While I’m willing to agree with Michael Barone that at least some of the heat in the culture wars has been turned down a bit (but see this post for a qualification), a lot of interesting things have been said recently about marriage, some of which I noted here .
In the first place, I want to call everyone’s attention to my friend Matt Franck’s nice summary of the exchanges generated by this important article . As he notes, these are serious and civil exchanges that ultimately focus on the question concerning the nature of marriage, rather than simply on name-calling .
At the core of the dispute is whether marriage requires at least the possibility of procreation. For Robert George and his co-authors, it does. For their critics, marriage might well be a significantly more malleable social construct. If they’re right, then we would, I think, have a hard time limiting the definition of marriage on any ground other than arbitrary fiat: marriage would be whatever the majority wants to make it. Or do the critics of George and his co-authors wish to invoke other natural or ontological categories to limit the capacity of the majority to assert whatever it wishes? (I suspect they do: social constructs made by majorities—rather than, say, judges—probably wouldn’t at the moment serve the interests of those who favor same-sex marriage.) They would, of course, have to justify why their particular natural or ontological categories deserve legal recognition and protection, and not those invoked by George and his co-authors.
In the second place, I want to commend to everyone my friend Patrick Deneen’s provocative reflection on what he with some justification regards as lower motives for monogamy and fidelity among our bourgeois and intellectual elite. It’s not about love or children, he argues, but about “picket fenced greed” in adhering to a relationship that has obvious economic benefits. I’m not sure I’d go quite that far, but, then, I’m also not altogether above permitting lower motives to help support higher motives and buttress an essential institution.
But I do think that the less marriage has to do with children, the greater is the salience of the lower motives and the easier it is to think of marriage as just another kind of contractual arrangement among two (and why not more?) individuals.
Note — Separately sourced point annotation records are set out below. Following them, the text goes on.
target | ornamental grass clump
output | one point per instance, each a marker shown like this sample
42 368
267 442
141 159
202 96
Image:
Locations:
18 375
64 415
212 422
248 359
Finally, I would be remiss not to note my friend Jonah Goldberg’s contribution to the discussion. He’s probably right that the bourgeoisification of the gay rights movement is an improvement over its much more countercultural predecessors, but I’m perhaps more worried than he is about the implications of the Buegerlichkeit inherent in the embrace of same-sex marriage. Goldberg’s HoBos may not be too different from David Brooks’s (and Deneen’s) BoBos, as both may favor long-term stable relationships for non-procreative reasons (reasons more selfish than not). Both, however, pose something of a threat to an understanding of a union that is higher than those who make it.